I'm No Longer Skinny, But I'm Healthier

Trigger Warning: Mentions of suicide, eating disorders, and self harm.

I was a skinny kid.  My mom used to joke that I would never be over 100 pounds.  My friends were jealous that I could eat anything and not gain weight.  Being skinny became a personality trait; it was who I was.

I never worked to be skinny. My dad told me that it was in my genetics to be skinny and slightly muscular. So I ignored fruits and vegetables, instead opting for pizza and french fries and ice cream. I assumed I would be this way until I was an adult.

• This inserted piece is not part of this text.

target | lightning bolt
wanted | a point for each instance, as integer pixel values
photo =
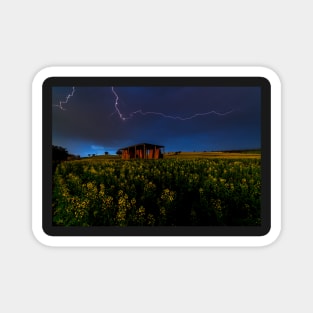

Then, when I was 16, I was hospitalized for a week for suicidal ideation. I had been severely depressed for weeks before. I denied myself food as a form of self harm; I thought so little of myself that I didn’t believe I deserved to eat. While hospitalized, my medications were adjusted. I wanted to eat, but I felt nauseous at the thought of food. I lost even more weight.

I don’t remember how much I weighed when I was discharged. I was skeletal, still unable to eat very much because of my meds. But I remember walking around in a sports bra and shorts and my friends commented on how good I looked. They said I had abs, that my waist looked great, that I had a thigh gap. They were comments that I was used to; I’d heard them my whole life. But I took them to heart.



Eventually I began gaining weight back. I hit 100 pounds again. Then I hit 110 pounds, then 120. My “abs” disappeared, my waist all but disappeared, my thighs became thicker.  I was no longer the skinny little kid who could eat anything without thinking twice about the nutritional value. Instead, I hated myself every time I ate anything. I was on the verge of developing an eating disorder multiple times.

It wasn’t until two years later that I began to realize that I wasn’t just skinny when I was discharged, I was malnourished. My mom was putting up pictures for my graduation party when I saw one of myself from days after I was released from the hospital. I made a comment about how skinny I was. My shorts were hanging loosely off my hips, my face was slim and I could see how people could think that I had abs.

My mom wasn’t having it.  “You were a shell of yourself,” she said.  “You were a skeleton.”

I still think about how I looked before I was hospitalized. Whenever I walk by a mirror, I turn to the side and look at my stomach. I’ve become more comfortable with wearing crop tops and showing off my body a little bit more. Whenever I yearn for a flat stomach or a small waist, I simply remember how I felt about myself in the days when I had those things and think about if my mental health is worth a “good” body.